A nervous Thirkey blurted…‘Yes sometimes I wish my wife would get lost…..but she…’ Gopinath trailed off as he saw inspector Rana’s converging eyebrows.Thirkey knew it was time to leave the room.
As Inspector Rana began flipping the pages of the missing persons file, one photo caught his attention. His roving eyes stopped on an old black and white hazy photograph of a small boy.The face was barely visible after all these years of dust and neglect.
‘Tell me about this case’ Inspector Rana gestured showing the page to Gopinath.
‘Sir this is one of our oldest unsolved cases.’

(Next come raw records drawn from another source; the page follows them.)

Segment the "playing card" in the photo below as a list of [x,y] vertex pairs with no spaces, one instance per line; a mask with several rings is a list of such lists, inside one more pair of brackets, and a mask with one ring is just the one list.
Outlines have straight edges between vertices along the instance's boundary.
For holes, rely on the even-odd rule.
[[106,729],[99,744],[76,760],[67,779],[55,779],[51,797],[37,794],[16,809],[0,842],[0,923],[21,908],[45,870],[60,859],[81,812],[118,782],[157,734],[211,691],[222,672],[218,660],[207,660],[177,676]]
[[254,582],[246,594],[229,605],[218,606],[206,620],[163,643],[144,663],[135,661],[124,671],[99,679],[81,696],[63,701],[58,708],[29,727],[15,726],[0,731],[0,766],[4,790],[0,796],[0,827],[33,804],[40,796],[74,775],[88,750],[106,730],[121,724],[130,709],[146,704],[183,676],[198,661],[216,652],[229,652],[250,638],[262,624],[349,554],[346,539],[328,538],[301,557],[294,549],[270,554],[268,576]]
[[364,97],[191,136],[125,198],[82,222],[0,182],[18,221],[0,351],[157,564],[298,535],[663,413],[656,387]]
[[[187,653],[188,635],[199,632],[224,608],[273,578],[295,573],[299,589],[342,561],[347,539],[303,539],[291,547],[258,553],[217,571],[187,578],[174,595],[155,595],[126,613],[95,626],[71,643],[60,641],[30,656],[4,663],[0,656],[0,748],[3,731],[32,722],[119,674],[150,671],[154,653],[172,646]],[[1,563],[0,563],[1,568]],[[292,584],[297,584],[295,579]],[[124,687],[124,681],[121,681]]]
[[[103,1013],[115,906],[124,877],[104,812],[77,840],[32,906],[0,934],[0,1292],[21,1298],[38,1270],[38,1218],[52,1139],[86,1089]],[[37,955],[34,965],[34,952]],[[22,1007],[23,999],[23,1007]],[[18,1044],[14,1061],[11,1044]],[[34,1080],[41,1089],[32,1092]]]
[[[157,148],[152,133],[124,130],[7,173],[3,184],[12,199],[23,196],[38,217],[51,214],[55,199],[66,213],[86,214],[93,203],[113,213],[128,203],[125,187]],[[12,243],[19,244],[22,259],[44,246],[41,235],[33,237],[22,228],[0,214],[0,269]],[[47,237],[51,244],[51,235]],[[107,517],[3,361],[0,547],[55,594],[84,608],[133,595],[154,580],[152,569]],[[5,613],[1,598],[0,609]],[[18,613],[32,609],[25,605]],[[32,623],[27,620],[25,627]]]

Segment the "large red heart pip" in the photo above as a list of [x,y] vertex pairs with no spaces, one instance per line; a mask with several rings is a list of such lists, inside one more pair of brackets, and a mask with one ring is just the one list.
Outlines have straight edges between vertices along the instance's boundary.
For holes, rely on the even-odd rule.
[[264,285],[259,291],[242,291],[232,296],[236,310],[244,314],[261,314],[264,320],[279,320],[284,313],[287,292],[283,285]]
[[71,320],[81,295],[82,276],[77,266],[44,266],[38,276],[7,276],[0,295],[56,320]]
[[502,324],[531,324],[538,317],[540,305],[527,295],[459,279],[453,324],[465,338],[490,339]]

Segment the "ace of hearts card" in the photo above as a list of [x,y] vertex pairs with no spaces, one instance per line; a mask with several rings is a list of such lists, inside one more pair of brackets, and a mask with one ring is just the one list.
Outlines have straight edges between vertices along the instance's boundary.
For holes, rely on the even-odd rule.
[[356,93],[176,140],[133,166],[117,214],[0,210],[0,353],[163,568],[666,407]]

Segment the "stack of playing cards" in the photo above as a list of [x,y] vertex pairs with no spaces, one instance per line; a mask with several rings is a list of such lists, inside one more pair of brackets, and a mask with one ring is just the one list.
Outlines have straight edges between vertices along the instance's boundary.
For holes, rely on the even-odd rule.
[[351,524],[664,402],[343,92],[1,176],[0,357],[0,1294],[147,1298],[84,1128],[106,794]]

The boy,Veeru suddenly disappeared one day on his way to school. Hasn’t been traced since’. His mother Lajwanti Devi had filed a report…but nobody seems to have seen or heard from her ever since. In fact this is a dead case. We should close the file sir.’
‘Hmm, you are probably right, I think we should, it s just that this boy’s photograph seems a little familiar… you know , where have I seen this boy ? His eyes remind me of …of someone I know…but just can’t seem to place him correctly’ Inspector Rana trailed off.
‘But how is that possible sir- you’ve been in Jaipur and this is in Mumbai’
‘Hmm forget it – close the file, if we don’t hear from the last known contact person – call them, visit them do whatever, if we are still clueless then we will close the file in 14 days. Ok tharki?
‘Yes sir’ said the head constable pursing his lips.
As days passed by, it became increasingly evident to Gopinath Thirkey, that this case was going to be closed soon. He had made absolutely no headway in the case.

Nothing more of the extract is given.